The clinics were outdoors and that caused problems, too. The July 22nd event in York had to be rescheduled until August because of rain. It isn’t known if weather affected any other areas at any point.
With more cities, more instructors were needed. Kellogg’s added a bunch of talent to the roster, including former players and managers, such as Connie Mack, Jack Coombs, John Barker, and Ira Thomas. That group taught around the Philadelphia-area clinics.
The End of the School
For whatever reason, the school appears to have ended in 1938. That, perhaps, was understandable with that year bringing about the start of World War II. Maybe logistically, it became too much of a mess. Or, possibly the plan was to end things in 1938, anyway. I haven’t seen any references to the school beyond that year.

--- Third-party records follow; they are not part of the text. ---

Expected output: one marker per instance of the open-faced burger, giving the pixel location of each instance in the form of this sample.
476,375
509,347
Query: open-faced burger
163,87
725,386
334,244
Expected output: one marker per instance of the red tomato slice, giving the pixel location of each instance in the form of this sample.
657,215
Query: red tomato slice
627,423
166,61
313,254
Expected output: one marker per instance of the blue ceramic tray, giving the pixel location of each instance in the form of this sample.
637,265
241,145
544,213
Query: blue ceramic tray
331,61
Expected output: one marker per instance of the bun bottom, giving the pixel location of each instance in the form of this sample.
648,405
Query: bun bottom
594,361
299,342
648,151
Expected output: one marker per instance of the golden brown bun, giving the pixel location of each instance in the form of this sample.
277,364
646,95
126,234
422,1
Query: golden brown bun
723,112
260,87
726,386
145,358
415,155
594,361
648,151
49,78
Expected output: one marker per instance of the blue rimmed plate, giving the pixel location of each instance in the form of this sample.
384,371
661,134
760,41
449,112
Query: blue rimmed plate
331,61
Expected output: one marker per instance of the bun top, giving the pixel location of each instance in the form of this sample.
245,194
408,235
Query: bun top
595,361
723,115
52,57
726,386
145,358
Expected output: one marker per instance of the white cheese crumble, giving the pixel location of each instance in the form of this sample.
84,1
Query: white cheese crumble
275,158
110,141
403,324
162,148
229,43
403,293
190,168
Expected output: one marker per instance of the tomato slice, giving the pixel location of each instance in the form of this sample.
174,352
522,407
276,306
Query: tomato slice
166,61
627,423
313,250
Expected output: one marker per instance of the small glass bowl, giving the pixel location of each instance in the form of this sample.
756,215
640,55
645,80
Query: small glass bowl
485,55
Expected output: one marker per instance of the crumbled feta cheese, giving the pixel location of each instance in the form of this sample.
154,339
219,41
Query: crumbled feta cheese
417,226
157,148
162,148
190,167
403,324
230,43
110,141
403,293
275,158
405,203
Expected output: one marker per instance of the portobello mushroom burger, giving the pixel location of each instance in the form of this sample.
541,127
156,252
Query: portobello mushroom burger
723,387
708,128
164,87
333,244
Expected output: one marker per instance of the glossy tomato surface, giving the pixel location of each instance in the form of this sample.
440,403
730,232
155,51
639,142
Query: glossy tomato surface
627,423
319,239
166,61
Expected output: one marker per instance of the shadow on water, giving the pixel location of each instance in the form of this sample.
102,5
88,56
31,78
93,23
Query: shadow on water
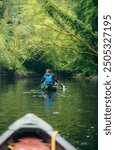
72,112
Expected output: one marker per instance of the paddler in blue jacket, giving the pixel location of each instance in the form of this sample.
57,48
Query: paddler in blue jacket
49,78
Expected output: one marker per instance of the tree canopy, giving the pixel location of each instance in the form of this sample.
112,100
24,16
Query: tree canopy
38,34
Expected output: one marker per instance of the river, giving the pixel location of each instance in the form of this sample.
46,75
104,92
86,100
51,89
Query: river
73,112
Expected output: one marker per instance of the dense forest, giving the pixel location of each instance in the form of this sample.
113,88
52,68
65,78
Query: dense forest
56,34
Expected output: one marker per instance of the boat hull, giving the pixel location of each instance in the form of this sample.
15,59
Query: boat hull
31,126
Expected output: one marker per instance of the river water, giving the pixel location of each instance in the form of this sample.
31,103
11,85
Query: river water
73,112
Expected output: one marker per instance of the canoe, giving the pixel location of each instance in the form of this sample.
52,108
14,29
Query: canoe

A lack of success doesn’t appear to have been the reason. Prior to the start of the clinics in the Detroit area in 1938, the Detroit Free Press estimated a whopping 50,000 kids would participate. Others were, of course, much smaller. The smaller cities around Philadelphia, for example, anticipated a few hundred at each clinic. But overall, factoring in whatever Chicago did (and Boston, if the school was held there), it was much larger than the successful 1937 year.
The school only apparently lasted for two years but considering that tens of thousands of kids got to attend free clinics from major leaguers, it was a pretty successful idea.